Metadata-Version: 2.3
Name: gpurun
Version: 0.1.1
Summary: GPU job scheduler using filelock
Project-URL: Homepage, https://github.com/zhou13/gpurun
Project-URL: Issues, https://github.com/zhou13/gpurun/issues
Author-email: Yichao Zhou <yichao.zhou@apple.com>
Classifier: License :: OSI Approved :: MIT License
Classifier: Operating System :: OS Independent
Classifier: Programming Language :: Python :: 3
Requires-Python: >=3.7
Requires-Dist: filelock>=3.16.1
Description-Content-Type: text/markdown

# 🚀 GPU Runner (`gpurun`)

[![image](https://img.shields.io/pypi/v/gpurun.svg)](https://pypi.python.org/pypi/gpurun)
[![image](https://img.shields.io/pypi/l/gpurun.svg)](https://github.com/zhou13/gpurun/blob/master/LICENSE.txt)
[![Actions status](https://github.com/zhou13/gpurun/actions/workflows/python-package.yml/badge.svg)](https://github.com/zhou13/gpurun/actions)

## Overview

`gpurun` is a sophisticated command-line tool designed to simplify scheduling GPU jobs on a single machine for machine learning, data science, and computational tasks. It provides intelligent GPU allocation, concurrency control, and seamless integration with CUDA applications using `CUDA_VISIBLE_DEVICES`. It is inspired by the `sem` tool from GNU parallel.

### Why Use GPU Runner?

Imagine you are on an 8-GPU machine, and you want to run 100 inference jobs. You want to run them in parallel. Each job needs 2 GPUs and each GPU can only run three jobs at a time to avoid GPU memory overflow. You think you need a cluster scheduler like `sbatch` but for a single machine on GPUs. If this is your problem, GPU Runner is the perfect solution for you!
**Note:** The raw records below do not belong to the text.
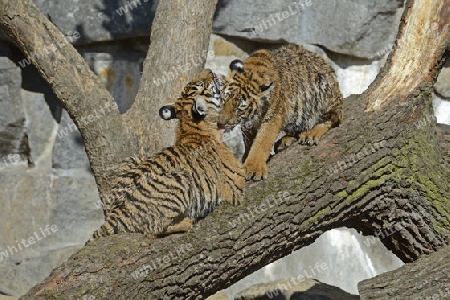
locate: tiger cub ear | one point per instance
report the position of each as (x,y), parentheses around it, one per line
(200,107)
(167,112)
(237,65)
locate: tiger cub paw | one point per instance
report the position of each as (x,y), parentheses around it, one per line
(284,142)
(312,137)
(256,170)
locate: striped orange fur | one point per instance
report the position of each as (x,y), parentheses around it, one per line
(288,90)
(169,191)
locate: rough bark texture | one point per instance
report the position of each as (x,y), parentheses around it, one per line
(112,138)
(426,278)
(382,172)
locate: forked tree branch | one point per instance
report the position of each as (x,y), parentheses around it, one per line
(381,172)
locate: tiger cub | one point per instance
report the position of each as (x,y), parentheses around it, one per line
(169,191)
(290,90)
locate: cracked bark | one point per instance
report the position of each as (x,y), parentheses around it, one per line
(114,137)
(392,180)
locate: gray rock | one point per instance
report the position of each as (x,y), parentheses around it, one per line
(293,289)
(41,128)
(68,150)
(58,210)
(118,67)
(356,27)
(442,86)
(99,20)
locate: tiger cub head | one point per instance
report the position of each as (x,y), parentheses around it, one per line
(200,100)
(245,92)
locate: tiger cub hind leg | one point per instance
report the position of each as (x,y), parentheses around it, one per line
(284,142)
(179,227)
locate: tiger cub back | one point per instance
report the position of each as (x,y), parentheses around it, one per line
(169,191)
(290,90)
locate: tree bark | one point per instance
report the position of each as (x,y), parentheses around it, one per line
(180,33)
(382,172)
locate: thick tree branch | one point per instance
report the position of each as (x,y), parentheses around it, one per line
(177,53)
(109,137)
(427,29)
(381,172)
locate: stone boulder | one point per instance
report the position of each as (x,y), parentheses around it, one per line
(357,28)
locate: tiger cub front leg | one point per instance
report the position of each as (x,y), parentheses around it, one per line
(255,164)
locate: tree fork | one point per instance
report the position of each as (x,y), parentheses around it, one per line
(112,138)
(382,172)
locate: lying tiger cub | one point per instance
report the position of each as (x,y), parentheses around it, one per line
(289,89)
(168,192)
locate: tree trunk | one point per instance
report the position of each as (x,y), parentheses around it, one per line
(381,172)
(179,35)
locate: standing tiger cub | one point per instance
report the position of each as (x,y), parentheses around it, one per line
(289,89)
(169,191)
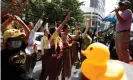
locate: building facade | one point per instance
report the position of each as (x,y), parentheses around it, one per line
(95,9)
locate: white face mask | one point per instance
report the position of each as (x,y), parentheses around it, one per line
(16,44)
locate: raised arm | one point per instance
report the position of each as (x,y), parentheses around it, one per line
(87,27)
(21,8)
(6,23)
(25,27)
(60,27)
(6,11)
(54,37)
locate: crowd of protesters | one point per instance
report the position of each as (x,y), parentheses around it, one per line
(59,49)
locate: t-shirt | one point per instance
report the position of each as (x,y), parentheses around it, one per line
(127,16)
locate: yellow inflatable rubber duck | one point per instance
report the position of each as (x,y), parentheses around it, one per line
(97,65)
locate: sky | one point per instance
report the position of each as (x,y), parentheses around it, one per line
(110,6)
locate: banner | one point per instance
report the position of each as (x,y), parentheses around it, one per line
(38,25)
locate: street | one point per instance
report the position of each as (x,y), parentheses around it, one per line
(37,71)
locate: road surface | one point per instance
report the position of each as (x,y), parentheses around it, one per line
(37,71)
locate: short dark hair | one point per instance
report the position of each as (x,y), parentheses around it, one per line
(52,30)
(65,27)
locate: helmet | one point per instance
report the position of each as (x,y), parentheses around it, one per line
(12,33)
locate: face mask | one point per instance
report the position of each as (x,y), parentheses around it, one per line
(16,44)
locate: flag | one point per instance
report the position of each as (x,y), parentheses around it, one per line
(38,25)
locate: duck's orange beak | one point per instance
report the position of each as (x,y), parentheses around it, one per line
(83,52)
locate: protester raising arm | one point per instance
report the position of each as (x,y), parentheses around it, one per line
(87,27)
(25,27)
(21,8)
(54,37)
(6,11)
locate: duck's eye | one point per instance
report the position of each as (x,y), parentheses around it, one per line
(91,48)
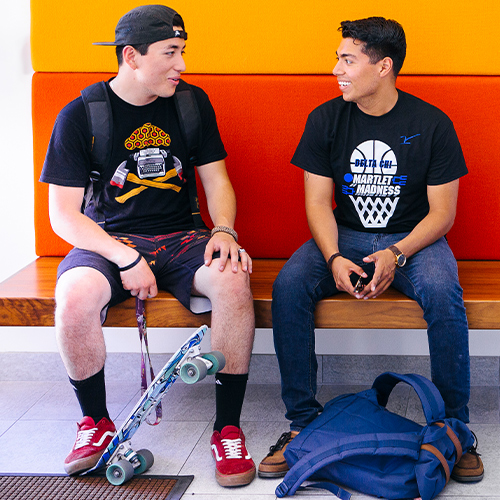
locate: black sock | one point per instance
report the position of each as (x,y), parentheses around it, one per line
(229,395)
(91,394)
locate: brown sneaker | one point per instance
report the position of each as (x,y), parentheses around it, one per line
(470,467)
(274,465)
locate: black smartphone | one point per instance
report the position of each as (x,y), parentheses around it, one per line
(358,282)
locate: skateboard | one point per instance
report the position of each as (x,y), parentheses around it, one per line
(119,458)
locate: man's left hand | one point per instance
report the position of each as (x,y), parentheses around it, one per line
(385,268)
(229,251)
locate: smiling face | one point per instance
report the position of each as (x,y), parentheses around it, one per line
(360,80)
(158,72)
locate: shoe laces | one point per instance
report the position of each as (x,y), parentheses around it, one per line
(232,448)
(473,449)
(84,438)
(285,438)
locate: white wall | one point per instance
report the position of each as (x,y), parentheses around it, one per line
(16,166)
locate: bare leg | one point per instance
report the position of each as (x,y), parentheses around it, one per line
(233,318)
(81,293)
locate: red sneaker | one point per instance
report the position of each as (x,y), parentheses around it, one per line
(91,441)
(233,464)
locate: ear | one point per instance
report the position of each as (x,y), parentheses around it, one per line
(386,66)
(130,56)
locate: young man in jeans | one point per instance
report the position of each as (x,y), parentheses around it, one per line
(392,163)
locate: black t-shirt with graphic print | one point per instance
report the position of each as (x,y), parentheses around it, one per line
(381,166)
(144,187)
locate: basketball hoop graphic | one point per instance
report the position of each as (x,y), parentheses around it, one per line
(374,166)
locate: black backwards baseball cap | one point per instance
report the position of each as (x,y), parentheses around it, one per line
(146,24)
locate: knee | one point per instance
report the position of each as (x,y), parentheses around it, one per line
(80,295)
(232,287)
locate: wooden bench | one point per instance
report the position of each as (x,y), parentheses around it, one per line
(261,118)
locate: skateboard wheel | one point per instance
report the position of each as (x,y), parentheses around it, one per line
(217,359)
(193,371)
(119,473)
(146,459)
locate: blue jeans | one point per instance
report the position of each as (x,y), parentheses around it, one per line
(430,277)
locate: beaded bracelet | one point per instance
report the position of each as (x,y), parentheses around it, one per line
(225,229)
(331,259)
(130,266)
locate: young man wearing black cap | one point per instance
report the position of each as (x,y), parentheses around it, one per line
(149,238)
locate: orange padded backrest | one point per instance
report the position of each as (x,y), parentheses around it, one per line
(261,119)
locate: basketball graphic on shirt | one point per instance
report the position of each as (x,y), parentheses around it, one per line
(373,186)
(374,157)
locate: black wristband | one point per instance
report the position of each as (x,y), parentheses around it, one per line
(130,266)
(331,259)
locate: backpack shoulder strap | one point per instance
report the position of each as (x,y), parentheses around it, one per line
(431,399)
(190,125)
(98,109)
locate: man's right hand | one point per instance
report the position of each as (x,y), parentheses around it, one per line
(342,269)
(140,281)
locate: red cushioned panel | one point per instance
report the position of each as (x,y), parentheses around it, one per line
(261,119)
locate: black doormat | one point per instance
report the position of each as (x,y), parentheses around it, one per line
(61,487)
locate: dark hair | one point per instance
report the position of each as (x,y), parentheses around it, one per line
(144,47)
(381,37)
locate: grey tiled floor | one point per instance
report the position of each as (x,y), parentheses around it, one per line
(38,412)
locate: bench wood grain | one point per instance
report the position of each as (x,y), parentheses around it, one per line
(27,299)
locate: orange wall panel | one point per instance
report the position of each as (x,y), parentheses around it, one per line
(283,36)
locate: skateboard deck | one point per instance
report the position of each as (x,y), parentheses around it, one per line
(121,460)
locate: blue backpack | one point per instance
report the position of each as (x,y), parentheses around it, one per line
(358,443)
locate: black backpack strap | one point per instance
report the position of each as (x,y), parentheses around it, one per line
(98,109)
(190,125)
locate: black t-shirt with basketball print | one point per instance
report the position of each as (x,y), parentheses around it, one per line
(381,165)
(144,186)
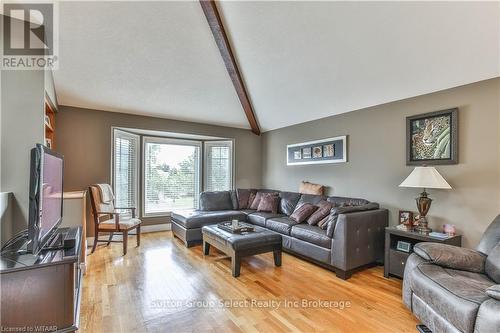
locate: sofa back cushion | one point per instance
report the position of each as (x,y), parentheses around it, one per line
(220,200)
(323,210)
(269,203)
(301,213)
(345,201)
(336,211)
(258,197)
(310,198)
(492,265)
(288,202)
(234,199)
(243,196)
(491,237)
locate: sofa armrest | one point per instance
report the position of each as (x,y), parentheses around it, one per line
(494,292)
(358,238)
(488,319)
(451,256)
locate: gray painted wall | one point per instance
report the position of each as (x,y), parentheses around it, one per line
(376,161)
(22,126)
(84,138)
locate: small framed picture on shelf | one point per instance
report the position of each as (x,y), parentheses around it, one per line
(329,150)
(406,217)
(47,121)
(318,152)
(306,152)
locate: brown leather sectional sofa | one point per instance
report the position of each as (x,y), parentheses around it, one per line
(353,241)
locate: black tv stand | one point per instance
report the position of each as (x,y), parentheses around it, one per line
(41,291)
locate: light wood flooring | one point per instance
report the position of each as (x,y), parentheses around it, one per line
(162,286)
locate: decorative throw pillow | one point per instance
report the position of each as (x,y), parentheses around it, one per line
(323,224)
(303,212)
(322,212)
(258,197)
(269,203)
(310,188)
(243,196)
(251,199)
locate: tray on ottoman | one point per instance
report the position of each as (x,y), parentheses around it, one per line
(237,246)
(240,229)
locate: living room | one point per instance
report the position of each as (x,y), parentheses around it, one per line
(250,166)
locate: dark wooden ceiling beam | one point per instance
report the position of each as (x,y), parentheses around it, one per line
(214,21)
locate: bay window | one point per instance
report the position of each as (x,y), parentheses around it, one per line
(174,171)
(125,168)
(171,175)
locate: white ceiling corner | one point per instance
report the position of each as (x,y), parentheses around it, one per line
(300,60)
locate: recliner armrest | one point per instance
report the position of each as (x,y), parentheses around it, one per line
(494,292)
(451,256)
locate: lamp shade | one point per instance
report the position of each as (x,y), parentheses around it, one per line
(425,177)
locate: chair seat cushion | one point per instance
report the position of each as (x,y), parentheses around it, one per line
(455,295)
(124,224)
(312,234)
(259,218)
(193,219)
(283,225)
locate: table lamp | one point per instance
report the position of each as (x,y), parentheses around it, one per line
(424,177)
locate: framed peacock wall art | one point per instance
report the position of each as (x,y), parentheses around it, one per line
(432,138)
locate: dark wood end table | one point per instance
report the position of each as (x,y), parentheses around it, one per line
(395,260)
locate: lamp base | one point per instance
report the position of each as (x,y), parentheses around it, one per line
(423,227)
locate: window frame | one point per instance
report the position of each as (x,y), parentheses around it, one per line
(136,182)
(160,140)
(208,143)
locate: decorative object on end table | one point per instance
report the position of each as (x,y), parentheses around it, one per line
(424,177)
(449,229)
(330,150)
(432,138)
(406,218)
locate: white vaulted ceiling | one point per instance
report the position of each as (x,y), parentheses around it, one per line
(300,60)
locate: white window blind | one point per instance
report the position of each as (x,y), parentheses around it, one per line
(125,168)
(218,165)
(171,175)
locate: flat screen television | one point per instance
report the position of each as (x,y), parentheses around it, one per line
(46,196)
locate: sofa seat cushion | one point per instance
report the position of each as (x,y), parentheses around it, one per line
(312,234)
(123,225)
(192,219)
(455,295)
(259,218)
(283,225)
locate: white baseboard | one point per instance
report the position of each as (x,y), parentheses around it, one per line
(144,229)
**Think of GPU Runner as a local GPU scheduler that intelligently coordinates job execution, preventing memory overflow and maximizing computational efficiency.**

## 🌟 Key Features

- **Flexible GPU Allocation**: Automatically assign jobs to GPUs with `CUDA_VISIBLE_DEVICES`
- **Simple Interface**: Minimalistic command-line interface
- **Concurrent Job Management**: Limit and control GPU usage across multiple jobs
- **Automatic GPU Detection**: Automatically identifies available GPUs
- **GNU Parallel Compatibility**: Easy to be used with GNU parallel
- **Session-based Locking**: Prevent GPU contention between different computational tasks

## Installation

```bash
pip install git+https://github.com/zhou13/gpurun
```

## Usage Examples

### Basic Usage

```bash
# 1. Run infer.py (needs 1 GPU) on 100 images with all the GPUs in parallel, 1 job per GPU.
for i in $(seq 1 100); do gpurun python infer.py $i.jpg & done

# 2. Same as 1, but put 2 jobs per GPU at the same time.
for i in $(seq 1 100); do gpurun -j2 python infer.py $i.jpg & done

# 3. Same as 2, but use gnu-parallel to simplify the command.
parallel -j0 gpurun -j2 python infer.py {} ::: $(seq 1 100)

# 4. Same as 1, but infer.py now will see 2 GPUs.
parallel -j0 gpurun -g2 python infer.py {} ::: $(seq 1 100)

# 5. You can customize the GPUs to be used with --gpus.
parallel -j0 gpurun --gpus 0,1 python infer.py {} ::: $(seq 1 100)

# 6. You can customize the name of lockfile with --session.
parallel -j0 gpurun --session ml-seesion python infer.py {} ::: $(seq 1 100)
```

## Configuration Options

```
$ gpurun --help
usage: gpurun [-h] [--session SESSION] [--gpus GPUS] [-j MAX_JOBS_PER_GPU] [-g GPUS_PER_JOB] ...

Run a command with GPU management and scheduling

positional arguments:
  command               Command to run (e.g., "python run.py")

options:
  -h, --help            show this help message and exit
  --session SESSION     String representing the session name used in locks (default: "default-session")
  --gpus GPUS           Comma-separated list of GPU IDs to use (e.g., "0,1,2") or "auto" for autodetection
  -j MAX_JOBS_PER_GPU, --max-jobs-per-gpu MAX_JOBS_PER_GPU
                        Maximum number of concurrent jobs allowed per GPU group (default: 1)
  -g GPUS_PER_JOB, --gpus-per-job GPUS_PER_JOB
                        Number of GPUs needed for each job (default: 1)
```

## Contributing

Contributions welcome! Feel free to open issues and submit pull requests.

## License

This project is licensed under the MIT License.